Rutin and kaempferol (− 8.5 kcal/mol), followed by quercetin (− 8.4 kcal/mol), ranked highest in binding affinity with alpha-glucosidase better than that of a standard drug, metformin (− 5.2 kcal/mol) (Table 4). The interactions of these compounds were stabilized by hydrogen bonding and hydrophobic interaction. During the docking simulation of alpha-glucosidase with the selected bioactive compounds from Senecio biafrae, eleven residues within the active site of alpha-glucosidase (Ser157, Tyr158, Ser240, His280, Asp307, Lue313, Arg315, Asp352, Asn415, Arg442) were intricate in hydrogen bond formation with rutin, five residues within the active site of alpha-glucosidase (Asp215, Arg315, Asp352, Glu411, Arg442) were saliently involved in hydrogen bond formation with kaemferol while amino acids (Asp215, Gln279, His280, Arg315, Asp352) were important in hydrogen bond formation with quercetin (Figs. 1, 2, 3, 4, 5, 6 and 7). Hydrophobic interactions also contributed to the interaction of rutin with amino acid residues (Tyr158, Phe159, Phe178, Phe303, Arg315), kaempferol with amino acid residues (Tyr158, Phe159, Phe178, Val216) and quercetin with amino acid residue (Tyr158, Phe159, Phe178) within the active site of alpha-glucosidase (Tables 5, 6, 7, 8, 9, 10 and 11). Therefore, inhibition of alpha-glucosidase by rutin, kaempferol, and quercetin is a potent target for effective anti-diabetes drug design as it effectively checkmates the level of blood glucose.
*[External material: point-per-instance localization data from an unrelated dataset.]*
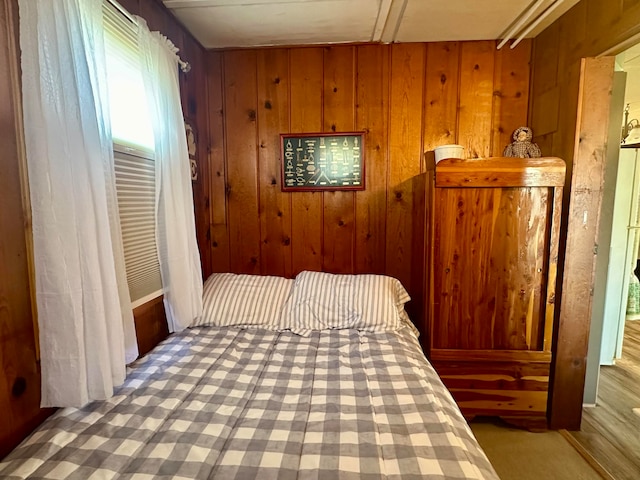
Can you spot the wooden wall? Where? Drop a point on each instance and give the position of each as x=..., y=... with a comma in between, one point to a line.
x=590, y=28
x=408, y=98
x=19, y=367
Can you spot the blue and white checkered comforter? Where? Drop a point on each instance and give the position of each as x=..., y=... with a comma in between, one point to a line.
x=231, y=403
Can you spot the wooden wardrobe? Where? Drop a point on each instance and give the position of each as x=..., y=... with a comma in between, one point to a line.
x=493, y=226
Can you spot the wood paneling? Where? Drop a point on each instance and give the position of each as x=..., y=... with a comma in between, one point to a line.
x=477, y=60
x=441, y=94
x=339, y=115
x=307, y=220
x=273, y=116
x=408, y=98
x=590, y=28
x=219, y=234
x=241, y=133
x=405, y=154
x=372, y=105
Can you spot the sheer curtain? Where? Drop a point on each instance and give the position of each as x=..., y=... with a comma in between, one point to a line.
x=175, y=233
x=84, y=314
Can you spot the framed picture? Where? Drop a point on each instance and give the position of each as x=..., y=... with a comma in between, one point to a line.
x=322, y=161
x=192, y=145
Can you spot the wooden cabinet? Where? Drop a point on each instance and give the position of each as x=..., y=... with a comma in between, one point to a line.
x=493, y=228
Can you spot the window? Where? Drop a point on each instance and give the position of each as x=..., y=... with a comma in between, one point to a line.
x=133, y=146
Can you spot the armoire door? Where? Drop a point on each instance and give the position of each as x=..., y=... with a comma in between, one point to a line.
x=494, y=228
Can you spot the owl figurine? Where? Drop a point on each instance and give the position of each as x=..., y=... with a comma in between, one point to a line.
x=522, y=146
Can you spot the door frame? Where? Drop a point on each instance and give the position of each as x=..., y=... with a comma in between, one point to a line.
x=572, y=322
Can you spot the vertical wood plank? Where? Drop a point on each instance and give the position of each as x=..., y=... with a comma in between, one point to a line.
x=195, y=55
x=572, y=333
x=240, y=97
x=441, y=94
x=476, y=98
x=511, y=94
x=405, y=156
x=306, y=72
x=339, y=116
x=372, y=103
x=275, y=205
x=219, y=233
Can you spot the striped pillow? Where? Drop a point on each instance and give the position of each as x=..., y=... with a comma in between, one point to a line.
x=321, y=301
x=243, y=300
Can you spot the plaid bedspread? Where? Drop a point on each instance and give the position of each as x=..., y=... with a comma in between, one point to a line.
x=229, y=403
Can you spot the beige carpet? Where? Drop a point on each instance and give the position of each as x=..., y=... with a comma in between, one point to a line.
x=521, y=455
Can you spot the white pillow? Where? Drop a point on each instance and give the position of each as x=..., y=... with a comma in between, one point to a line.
x=243, y=300
x=319, y=301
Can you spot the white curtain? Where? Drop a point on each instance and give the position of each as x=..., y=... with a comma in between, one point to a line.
x=84, y=311
x=175, y=233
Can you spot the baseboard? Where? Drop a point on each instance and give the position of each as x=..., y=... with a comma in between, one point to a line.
x=586, y=455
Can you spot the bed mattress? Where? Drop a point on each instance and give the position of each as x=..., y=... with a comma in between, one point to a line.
x=233, y=403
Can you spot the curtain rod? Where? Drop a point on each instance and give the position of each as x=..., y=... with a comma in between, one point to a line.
x=184, y=66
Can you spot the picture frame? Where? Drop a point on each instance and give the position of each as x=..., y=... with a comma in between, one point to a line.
x=322, y=161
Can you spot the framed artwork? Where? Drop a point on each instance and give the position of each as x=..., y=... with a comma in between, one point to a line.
x=192, y=143
x=322, y=161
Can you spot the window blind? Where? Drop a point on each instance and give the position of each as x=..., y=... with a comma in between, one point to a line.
x=133, y=156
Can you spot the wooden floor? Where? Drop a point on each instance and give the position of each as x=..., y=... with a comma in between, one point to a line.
x=610, y=432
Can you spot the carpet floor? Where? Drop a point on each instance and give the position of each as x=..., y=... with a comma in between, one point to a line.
x=521, y=455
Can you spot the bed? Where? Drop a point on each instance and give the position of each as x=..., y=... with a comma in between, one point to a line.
x=260, y=398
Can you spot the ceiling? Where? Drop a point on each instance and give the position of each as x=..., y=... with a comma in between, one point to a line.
x=249, y=23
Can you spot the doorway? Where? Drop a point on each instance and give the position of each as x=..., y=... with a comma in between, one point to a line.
x=611, y=416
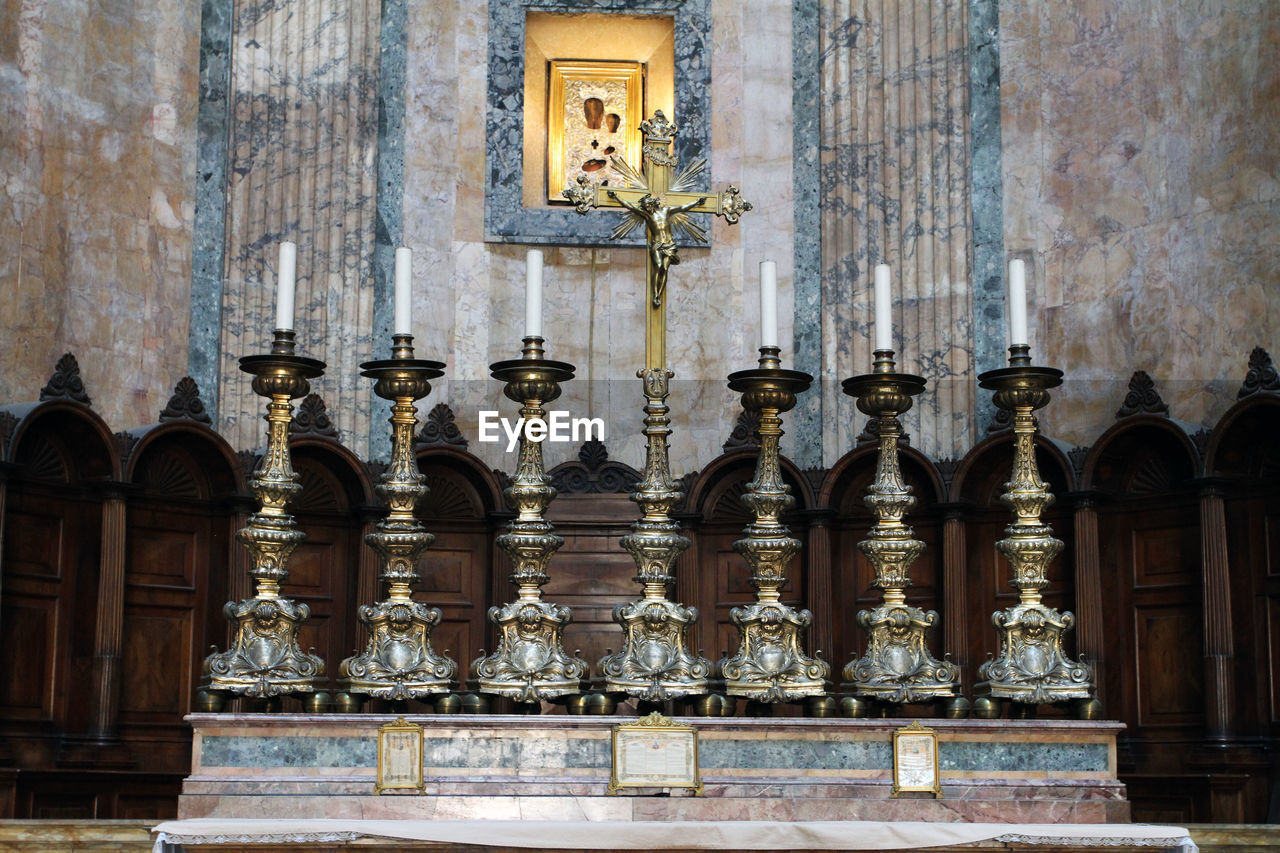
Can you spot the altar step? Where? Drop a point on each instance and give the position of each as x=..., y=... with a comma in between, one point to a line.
x=135, y=836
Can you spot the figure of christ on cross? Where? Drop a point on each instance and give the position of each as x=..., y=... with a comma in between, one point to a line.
x=662, y=241
x=663, y=205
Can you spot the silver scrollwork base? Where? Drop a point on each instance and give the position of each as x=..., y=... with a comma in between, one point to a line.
x=264, y=660
x=1032, y=666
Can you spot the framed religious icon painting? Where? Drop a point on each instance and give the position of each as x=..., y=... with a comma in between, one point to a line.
x=915, y=760
x=654, y=752
x=400, y=757
x=594, y=109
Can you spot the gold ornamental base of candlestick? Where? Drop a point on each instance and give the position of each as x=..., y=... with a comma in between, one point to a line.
x=656, y=662
x=530, y=664
x=771, y=664
x=398, y=661
x=1032, y=666
x=264, y=658
x=897, y=666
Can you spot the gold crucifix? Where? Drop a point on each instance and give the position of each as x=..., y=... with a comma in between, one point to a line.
x=663, y=205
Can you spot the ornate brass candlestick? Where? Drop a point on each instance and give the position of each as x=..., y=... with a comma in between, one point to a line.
x=654, y=662
x=769, y=665
x=264, y=658
x=1031, y=667
x=398, y=662
x=897, y=666
x=530, y=662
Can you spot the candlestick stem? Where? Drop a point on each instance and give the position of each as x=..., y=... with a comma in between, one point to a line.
x=897, y=666
x=1032, y=666
x=530, y=662
x=398, y=661
x=264, y=658
x=771, y=664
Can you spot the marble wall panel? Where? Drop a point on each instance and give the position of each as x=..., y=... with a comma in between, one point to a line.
x=472, y=291
x=1141, y=185
x=302, y=167
x=895, y=188
x=96, y=196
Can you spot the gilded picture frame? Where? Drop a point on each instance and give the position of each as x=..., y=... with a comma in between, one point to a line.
x=654, y=752
x=594, y=109
x=400, y=757
x=915, y=760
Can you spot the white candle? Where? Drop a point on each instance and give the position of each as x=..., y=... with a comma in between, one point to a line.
x=768, y=304
x=1016, y=302
x=403, y=292
x=534, y=293
x=286, y=274
x=883, y=310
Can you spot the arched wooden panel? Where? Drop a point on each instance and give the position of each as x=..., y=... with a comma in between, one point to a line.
x=1150, y=556
x=1244, y=454
x=455, y=571
x=178, y=534
x=723, y=575
x=51, y=553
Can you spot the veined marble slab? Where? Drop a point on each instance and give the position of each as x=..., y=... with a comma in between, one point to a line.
x=521, y=767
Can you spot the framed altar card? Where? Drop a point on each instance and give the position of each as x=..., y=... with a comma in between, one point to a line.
x=594, y=109
x=915, y=760
x=654, y=752
x=400, y=757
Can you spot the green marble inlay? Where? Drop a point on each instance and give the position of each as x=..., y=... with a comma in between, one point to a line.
x=808, y=755
x=1091, y=757
x=288, y=752
x=531, y=753
x=464, y=753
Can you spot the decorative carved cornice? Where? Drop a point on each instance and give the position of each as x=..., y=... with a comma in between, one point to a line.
x=1201, y=439
x=8, y=424
x=1262, y=375
x=947, y=470
x=186, y=404
x=686, y=486
x=593, y=473
x=1077, y=456
x=440, y=428
x=744, y=432
x=1142, y=398
x=312, y=419
x=65, y=383
x=816, y=475
x=124, y=445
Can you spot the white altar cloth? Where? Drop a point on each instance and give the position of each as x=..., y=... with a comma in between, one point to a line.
x=702, y=835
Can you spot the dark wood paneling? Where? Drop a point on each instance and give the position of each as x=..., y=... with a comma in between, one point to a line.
x=28, y=625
Alpha-amylase is an enzyme that hydrolyzes alpha bonds of large, alpha-linked polysaccharides, such as starch and glycogen, yielding glucose and maltose that hydrolyzes alpha bonds of large, alpha-linked polysaccharides, such as starch and glycogen, yielding glucose and maltose (Gaspar et al., [13]). It is the major form of amylase found in humans and other mammals. Alpha -amylases are enzymes that hydrolyze starch molecules to give diverse products including dextrins and progressively smaller polymers composed of glucose units which causes hyperglycemia and development of type II diabetes mellitus [2]. Rutin (− 8.2 kcal/mol), quercetin (− 8.2 kcal/mol) and kaempferol (− 8.1 kcal/mol) exhibited better interaction by showing more binding affinity with alpha-amylase than the standard drug metformin (− 4.5 kcal/mol) (Table 4) and this interaction was stabilized and sustained by hydrophobic interaction and hydrogen bonding. Gln63, Tyr151, Asp197, Asp300 are important residues for hydrogen bonding when rutin interacted with α-amylase. While Trp59, Arg195, Glu233 were very germane for the formation of hydrogen bonding when quercetin interacted with α-amylase, Arg195 and Glu233 were also very important residues for hydrogen bonding when kaempferol interacted with α-amylase (Figs. 8, 9, 10, 11, 12, 13 and 14). Residues (Trp59, Lue162, Lue165, Ile235), (Trp58, Trp59) and (Trp58, Trp59, Tyr62), were responsible for hydrophobic interaction when α-amylase interacted with rutin, quercetin, and kaempferol respectively (Table 12, 13, 14, 15, 16, 17 and 18). Hence, the inhibition of alpha-amylase by rutin, quercetin, and kaemferol is implicative of their vast anti-diabetic abilities and thus, a potent alternative for synthetic drugs.